Effizient und nachhaltig: In Kümmersbruck wachsen Fische und Pflanzen in einer Anlage

Die Ferkelzucht allein wurde ihm zu unsicher, also hat sich Simon Donhauser (32) aus Kümmersbruck (Landkreis Amberg-Sulzbach) ein zweites Standbein gesucht: Aquaponik. Das Konzept soll die Vorteile von Fischzucht und Pflanzenzucht vereinen. Im Interview erzählt er, wie die Anlage funktioniert und warum er trotz vieler positiver Rückmeldungen einen harten Kampf führen muss.
Plötzlich spritzt es durch den ganzen Stallraum. Die Fische im Kescher von Simon Donhauser zappeln wild, als er sie aus dem Wassertank holt. „Jetzt müssen wir erst einmal klären, wer hier gerade der Chef ist“, sagt der 32-jährige Landwirt und lacht. Aber gut: Vom wohligen, 27 Grad warmen Wasser in die herbstliche Kälte zu müssen, ist nun wirklich nicht angenehm.
Nach kurzer Zeit werden die Fische ruhiger und Donhauser kann einen in die Hand nehmen und herzeigen. Es sind Afrikanische Schwarzwelse. „Die sind verwandt mit dem Wels bei uns daheim“, erklärt der Junglandwirt und setzt die Fische zurück ins Wasser. Insgesamt schwimmen 120 Welse in dem Tank, der zu einer Aquaponik-Anlage auf dem Hof im Kümmersbrucker Ortsteil Moos gehört.
Auquaponik ist eine Kombination aus Fischzucht und einem Konzept, in dem Pflanzen nicht in Erde, sondern im Wasser angebaut werden. In seiner Anlage verwendet Donhauser für die Pflanzen das Wasser, in dem zuvor die Fische geschwommen sind.

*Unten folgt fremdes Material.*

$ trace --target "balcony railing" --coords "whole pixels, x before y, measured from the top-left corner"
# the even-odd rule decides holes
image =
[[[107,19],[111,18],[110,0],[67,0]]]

Das hat Vorteile: Bei einer reinen Fischzucht würde mehr Abwasser entstehen, bei einem reinen Pflanzenanbau im Wasser müsste er dagegen künstliche Nährstoffe hinzufügen. „Und hier kann ich das Wasser wiederverwenden und zugleich hat es dank der Fische viele natürliche Nährstoffe. Das ist eine Win-Win-Situation“, erklärt Simon Donhauser.
Wasser wird durch Filter aufbereitet
Die Idee dazu kam ihm 2014 während seiner Masterarbeit zum Landwirtschaftsmeister. Eigentlich betreibt die Familie Donhauser Ferkelzucht. „Aber während Corona sind die Preise für Schweine so gesunken, dass wir überlegt haben, damit aufzuhören und auf sowas zu setzen.“ Zuletzt wurde die Situation jedoch besser, sodass Aquaponik nun das zweite Standbein sein soll. Donhauser lobt vor allem die Effizienz der Anlage. Das Wasser wird durch Filter immer wieder aufbereitet. Einen dieser Filter bietet sogar das Gemüse selbst. „Es reinigt das Wasser und nimmt Nitrat raus. Denn davon sollten die Fische nicht zu viel im Wasser haben.“
Die Schwarzwelse holt sich Donhauser aus Oberösterreich. Denn der nächste Züchter lebt erst dort. Fünf bis zehn Gramm haben die Fische. Donhauser mästet sie, sodass sie innerhalb von sechs Monaten 1,6 Kilogramm schwer sind. Der Wassertank ist für sie dennoch nicht zu klein – im Gegenteil. „Haben die Welse viel Platz, entwickeln sie ihr natürliches Territorialverhalten. Dann würden sie sich angreifen“, so Donhauser.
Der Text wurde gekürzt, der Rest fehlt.